Avete comprato la farina di ceci e ora non sapete bene come utilizzarla? Dalla farinata di ceci alla schiacciata fino ai pancacke di ceci, ecco tre ricette facilissime e veloci che amerete
Con la farina di ceci si possono realizzare delle ricette sane e sfiziose. Vogliamo proporvi tre ricette a base di farina di ceci deliziose per un aperitivo o come alternativa proteica al pane. Una è la famosissima farinata di ceci, l’altra è la schiacciata. Non possono mancare i pancake, sempre in versione proteica.
Come fare la farinata di ceci
Ingredienti: 150 g di farina di ceci 400 ml di acqua 40 ml di olio extravergine 1/2 cucchiaino di sale rosmarino
Preparazione: Unite tutti gli ingredienti e lasciate riposare il composto per circa 3 ore mescolandolo di tanto in tanto ed eliminando la schiuma che si forma in superficie. Versate il composto in uno stampo basso da forno abbastanza largo, come quello dellapizza, e cuocete a 200° per circa 30 minuti. La farinata resta bassa ed è pronta quando diventa dorata in superficie creando una crosticina. Potete servirla con della burrata sopra e di pomodori secchi sott’olio oppure con affettati e formaggi, ma è ottima anche al naturale.
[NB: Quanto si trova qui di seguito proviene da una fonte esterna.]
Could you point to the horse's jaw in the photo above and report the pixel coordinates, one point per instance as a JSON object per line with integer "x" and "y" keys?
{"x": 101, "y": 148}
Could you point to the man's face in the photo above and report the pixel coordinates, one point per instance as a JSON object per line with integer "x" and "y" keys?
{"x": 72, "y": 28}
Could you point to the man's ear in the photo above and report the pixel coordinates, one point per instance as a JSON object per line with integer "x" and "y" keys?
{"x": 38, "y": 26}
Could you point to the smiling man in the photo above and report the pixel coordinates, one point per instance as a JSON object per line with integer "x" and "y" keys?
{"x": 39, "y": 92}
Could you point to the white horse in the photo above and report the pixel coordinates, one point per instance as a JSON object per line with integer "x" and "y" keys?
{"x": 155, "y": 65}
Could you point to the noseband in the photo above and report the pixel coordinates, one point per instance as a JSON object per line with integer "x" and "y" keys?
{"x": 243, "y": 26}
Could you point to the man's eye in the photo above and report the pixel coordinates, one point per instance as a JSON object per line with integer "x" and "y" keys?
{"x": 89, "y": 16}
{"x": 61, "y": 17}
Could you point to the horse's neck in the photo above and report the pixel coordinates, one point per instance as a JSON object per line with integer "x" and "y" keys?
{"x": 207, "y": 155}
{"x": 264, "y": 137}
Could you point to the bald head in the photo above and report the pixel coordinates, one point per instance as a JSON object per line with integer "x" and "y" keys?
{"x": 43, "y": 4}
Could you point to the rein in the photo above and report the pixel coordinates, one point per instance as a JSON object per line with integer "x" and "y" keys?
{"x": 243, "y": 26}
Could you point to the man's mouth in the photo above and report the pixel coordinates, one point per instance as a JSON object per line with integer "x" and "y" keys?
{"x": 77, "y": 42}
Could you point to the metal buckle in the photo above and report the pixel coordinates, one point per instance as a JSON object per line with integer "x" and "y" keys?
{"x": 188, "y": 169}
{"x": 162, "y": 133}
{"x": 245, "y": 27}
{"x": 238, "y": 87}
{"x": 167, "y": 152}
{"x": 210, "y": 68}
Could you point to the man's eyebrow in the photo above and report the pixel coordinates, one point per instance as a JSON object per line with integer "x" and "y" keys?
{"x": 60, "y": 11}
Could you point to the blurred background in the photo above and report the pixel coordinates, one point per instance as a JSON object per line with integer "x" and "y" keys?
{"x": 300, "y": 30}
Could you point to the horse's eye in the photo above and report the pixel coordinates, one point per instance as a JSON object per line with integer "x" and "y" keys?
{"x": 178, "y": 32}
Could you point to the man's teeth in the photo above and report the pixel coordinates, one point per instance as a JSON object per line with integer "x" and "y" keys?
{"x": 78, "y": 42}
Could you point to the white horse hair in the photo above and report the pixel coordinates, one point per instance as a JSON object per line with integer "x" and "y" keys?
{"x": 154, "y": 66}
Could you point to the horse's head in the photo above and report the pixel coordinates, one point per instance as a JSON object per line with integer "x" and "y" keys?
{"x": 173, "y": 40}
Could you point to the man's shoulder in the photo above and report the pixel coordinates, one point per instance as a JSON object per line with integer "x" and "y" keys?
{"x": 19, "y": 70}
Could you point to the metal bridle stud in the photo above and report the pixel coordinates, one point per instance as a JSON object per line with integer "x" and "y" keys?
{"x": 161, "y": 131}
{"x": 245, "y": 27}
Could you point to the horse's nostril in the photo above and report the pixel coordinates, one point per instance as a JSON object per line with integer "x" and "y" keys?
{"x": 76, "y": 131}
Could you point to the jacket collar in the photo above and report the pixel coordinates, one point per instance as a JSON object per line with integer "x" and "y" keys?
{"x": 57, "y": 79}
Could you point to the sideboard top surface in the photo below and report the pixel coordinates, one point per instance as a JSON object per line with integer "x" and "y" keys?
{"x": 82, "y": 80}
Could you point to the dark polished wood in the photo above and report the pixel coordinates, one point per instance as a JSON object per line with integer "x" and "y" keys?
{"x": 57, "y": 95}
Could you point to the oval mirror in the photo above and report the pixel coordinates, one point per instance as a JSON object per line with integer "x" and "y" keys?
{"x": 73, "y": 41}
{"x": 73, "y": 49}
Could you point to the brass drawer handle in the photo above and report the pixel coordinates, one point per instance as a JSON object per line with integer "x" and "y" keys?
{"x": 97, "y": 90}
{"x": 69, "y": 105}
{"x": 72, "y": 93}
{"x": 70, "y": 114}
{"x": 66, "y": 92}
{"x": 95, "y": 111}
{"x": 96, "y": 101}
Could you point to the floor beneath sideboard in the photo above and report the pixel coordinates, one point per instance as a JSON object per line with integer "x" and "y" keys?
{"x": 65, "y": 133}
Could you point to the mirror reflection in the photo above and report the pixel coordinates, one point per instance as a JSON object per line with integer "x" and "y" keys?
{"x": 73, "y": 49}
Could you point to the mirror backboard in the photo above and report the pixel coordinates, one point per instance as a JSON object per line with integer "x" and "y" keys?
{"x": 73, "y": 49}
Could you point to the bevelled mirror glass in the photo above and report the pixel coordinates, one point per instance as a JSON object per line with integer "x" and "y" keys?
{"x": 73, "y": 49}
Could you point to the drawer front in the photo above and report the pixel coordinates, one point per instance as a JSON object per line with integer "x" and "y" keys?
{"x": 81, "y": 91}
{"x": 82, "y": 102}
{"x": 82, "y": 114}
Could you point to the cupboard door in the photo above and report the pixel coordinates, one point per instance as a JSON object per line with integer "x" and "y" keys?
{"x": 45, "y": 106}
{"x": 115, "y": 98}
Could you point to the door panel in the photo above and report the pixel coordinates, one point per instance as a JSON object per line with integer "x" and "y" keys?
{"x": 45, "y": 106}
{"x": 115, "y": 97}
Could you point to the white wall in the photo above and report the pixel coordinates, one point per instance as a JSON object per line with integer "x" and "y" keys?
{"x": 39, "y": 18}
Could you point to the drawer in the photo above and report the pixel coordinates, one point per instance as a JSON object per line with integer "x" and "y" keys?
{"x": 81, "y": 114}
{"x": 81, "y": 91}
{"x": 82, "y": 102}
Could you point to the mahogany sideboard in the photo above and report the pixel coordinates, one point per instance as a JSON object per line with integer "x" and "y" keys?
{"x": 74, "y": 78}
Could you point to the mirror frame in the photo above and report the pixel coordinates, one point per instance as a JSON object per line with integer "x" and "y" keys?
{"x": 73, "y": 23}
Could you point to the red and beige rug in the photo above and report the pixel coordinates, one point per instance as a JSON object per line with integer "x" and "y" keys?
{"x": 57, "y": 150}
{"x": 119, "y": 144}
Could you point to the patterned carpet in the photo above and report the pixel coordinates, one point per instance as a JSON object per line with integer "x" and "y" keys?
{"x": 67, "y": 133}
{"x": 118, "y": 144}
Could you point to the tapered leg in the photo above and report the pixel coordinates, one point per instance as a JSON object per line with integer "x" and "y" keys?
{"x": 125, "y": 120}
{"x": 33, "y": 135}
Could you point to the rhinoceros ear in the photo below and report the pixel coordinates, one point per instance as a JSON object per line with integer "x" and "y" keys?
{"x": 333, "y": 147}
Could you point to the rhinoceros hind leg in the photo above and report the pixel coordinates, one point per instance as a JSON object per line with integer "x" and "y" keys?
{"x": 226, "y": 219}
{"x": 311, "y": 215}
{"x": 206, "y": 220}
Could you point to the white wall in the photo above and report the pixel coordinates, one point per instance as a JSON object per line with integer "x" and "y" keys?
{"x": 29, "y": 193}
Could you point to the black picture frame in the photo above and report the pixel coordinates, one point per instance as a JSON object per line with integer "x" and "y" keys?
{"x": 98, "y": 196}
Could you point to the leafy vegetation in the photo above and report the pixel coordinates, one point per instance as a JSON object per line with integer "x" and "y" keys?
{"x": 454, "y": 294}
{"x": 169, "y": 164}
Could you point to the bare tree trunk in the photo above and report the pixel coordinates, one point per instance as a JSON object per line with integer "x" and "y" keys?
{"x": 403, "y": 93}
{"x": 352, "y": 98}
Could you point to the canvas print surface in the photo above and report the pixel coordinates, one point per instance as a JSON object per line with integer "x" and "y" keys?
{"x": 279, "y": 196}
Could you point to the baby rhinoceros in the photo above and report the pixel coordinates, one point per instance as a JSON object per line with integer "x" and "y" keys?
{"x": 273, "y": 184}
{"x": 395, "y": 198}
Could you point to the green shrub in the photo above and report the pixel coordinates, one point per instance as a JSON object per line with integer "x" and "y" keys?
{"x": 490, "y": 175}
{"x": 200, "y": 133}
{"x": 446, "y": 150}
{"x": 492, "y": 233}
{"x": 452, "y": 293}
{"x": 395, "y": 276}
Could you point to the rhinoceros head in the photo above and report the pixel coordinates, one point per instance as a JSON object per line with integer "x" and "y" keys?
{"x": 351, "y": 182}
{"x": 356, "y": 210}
Come fare la schiacciata di ceci
Ingredienti: 50 g di farina di ceci 120 g di acqua circa sale semi di sesamo olio extravergine di oliva
Preparazione: Questa schiacciata è una specie di enorme cracker, senza farina, se non quella di ceci. Più croccante della farinata, è un’ottima alternativa al pane e con pochi carboidrati e molte proteine essendo tutta a base di legumi. Per prepararla basta mescolate acqua e farina e poi stendere il composto su una teglia ben oliata. Spennellate la superficie con dell’olio, cospargete di semi e aggiungete un pizzico di sale, anche grosso. Infornate a 220° per circa 20 minuti o finché la superficie sarà dorata. Potete conservare la schiacciata di ceci in un sacchetto per il pane fino a 5 giorni e resterà croccante.
Come fare i pancakes di ceci
Sempre con la farina di ceci potete fare dei pancakes dolci o salati. Mescolate 250 g di farina di ceci con 300 ml di acqua e un pizzico di lievito o bicarbonato e aggiungete un cucchiaio di zucchero per la versione dolce o poco sale per quella salata. Una volta pronta la pastella cuoceteli in una padella antiaderente calda, un minuto per lato.